There’s an alliance plotting against us, bound together by two radical views of the world that share a profound, fundamental hatred of us.

If they win, it’s hell to pay, because then we will be attacked directly and often, and we will be faced with only two options, winning or losing.

That’s the bad news. The good news is that they’re divided, and slaughtering each other.

It must be a very strange alliance if its members are slaughtering one another.
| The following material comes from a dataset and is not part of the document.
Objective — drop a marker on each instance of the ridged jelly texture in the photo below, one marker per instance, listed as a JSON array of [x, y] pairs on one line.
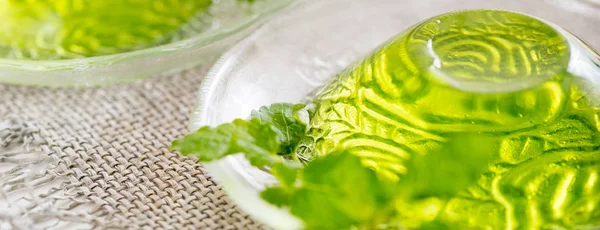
[[496, 73], [64, 29]]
That would almost suggest that there is no alliance at all, and that it is just the product of someone’s fevered imagination.

This is only one of several glaring problems with Ledeen’s alarmist fear of “a global alliance of radical leftists and radical Islamists,” but it is most important flaw.

Belief in such a “global alliance” is a forced attempt to lump together various authoritarian regimes and Islamist groups in order to exaggerate the threats from all of them, and it suffers from all the same flaws as such nonsense ideas as “Islamofascism” and “the authoritarian axis.”

It treats disparate and sometimes diametrically, violently opposed groups as if they were on the same “side” in a global conflict against us, when the reality is that their interests are often at odds.

It is not even possible that this “alliance” can win, because its supposed members aren’t all seeking the same goals and don’t cooperate with one another to achieve them.

The only thing linking them together is that they are at odds with the U.S. over issues specific to them in their respective regions of the world, but any cooperation between them is typically opportunistic and quite limited.

The idea that the U.S. is opposed by such an “alliance” is the result of constant and absurd threat inflation combined with a misguided yearning for a titanic global struggle against a major foe, and it should be flatly rejected by anyone who wants a foreign policy dedicated to securing the interests of the United States.

Or, indeed to securing the interests of the United Kingdom.